Utility of hydroxyurea in mast cell activation syndrome
Division of Hematology/Oncology, Medical University of South Carolina, Charleston, South Carolina, USA
Experimental Hematology & Oncology 2013, 2:28 doi:10.1186/2162-3619-2-28Published: 9 October 2013
Mast cell activation syndrome (MCAS) is a relatively recently recognized cause of chronic multisystem polymorbidity of a generally inflammatory theme. Patients with MCAS often report migratory soft tissue and/or bone pain which frequently responds poorly to typical (narcotic and non-narcotic) analgesics as well as atypical analgesics such as antidepressants and anticonvulsants.

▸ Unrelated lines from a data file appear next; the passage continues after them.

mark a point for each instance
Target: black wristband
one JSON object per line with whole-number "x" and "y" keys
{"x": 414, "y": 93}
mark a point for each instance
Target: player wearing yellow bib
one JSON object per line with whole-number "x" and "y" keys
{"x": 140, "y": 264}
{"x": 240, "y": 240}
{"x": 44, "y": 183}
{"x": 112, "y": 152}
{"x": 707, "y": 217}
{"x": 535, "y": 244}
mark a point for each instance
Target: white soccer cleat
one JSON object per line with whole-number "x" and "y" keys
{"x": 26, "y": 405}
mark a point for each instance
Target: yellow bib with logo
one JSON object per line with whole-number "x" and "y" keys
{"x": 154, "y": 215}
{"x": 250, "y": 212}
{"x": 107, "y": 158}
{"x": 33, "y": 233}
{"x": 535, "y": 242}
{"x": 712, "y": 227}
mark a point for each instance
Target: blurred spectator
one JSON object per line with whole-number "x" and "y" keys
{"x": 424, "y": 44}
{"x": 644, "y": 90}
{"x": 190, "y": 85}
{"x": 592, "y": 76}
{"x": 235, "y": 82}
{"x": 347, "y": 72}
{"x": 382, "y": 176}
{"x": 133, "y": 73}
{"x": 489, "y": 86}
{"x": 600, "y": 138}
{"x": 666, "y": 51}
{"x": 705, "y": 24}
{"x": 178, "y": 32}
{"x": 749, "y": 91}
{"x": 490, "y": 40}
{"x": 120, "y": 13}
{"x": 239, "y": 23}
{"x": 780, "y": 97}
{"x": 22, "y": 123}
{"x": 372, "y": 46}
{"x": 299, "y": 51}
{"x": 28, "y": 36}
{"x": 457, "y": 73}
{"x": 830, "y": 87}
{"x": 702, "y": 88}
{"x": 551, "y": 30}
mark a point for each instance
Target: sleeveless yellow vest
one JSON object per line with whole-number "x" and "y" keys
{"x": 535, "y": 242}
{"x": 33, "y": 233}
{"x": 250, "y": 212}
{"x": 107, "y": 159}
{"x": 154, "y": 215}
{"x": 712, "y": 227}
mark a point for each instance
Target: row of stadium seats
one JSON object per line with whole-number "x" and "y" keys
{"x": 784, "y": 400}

Hydroxyurea (HU) is an oral ribonucleotide reductase inhibitor commonly used in the treatment of chronic myeloproliferative neoplasms and sickle cell anemia. HU has been used to treat systemic mastocytosis, sometimes effecting improvement in MC activation symptoms but not tumor burden, suggesting potential utility of the drug in MCAS, too. Reported here are five cases of successful use of relatively low-dose HU in MCAS to reduce symptoms including previously refractory soft tissue and/or bone pain. HU may be useful in treating mediator symptoms in MCAS, but further study is needed to define optimal dosing strategies and patient subpopulations most likely to benefit.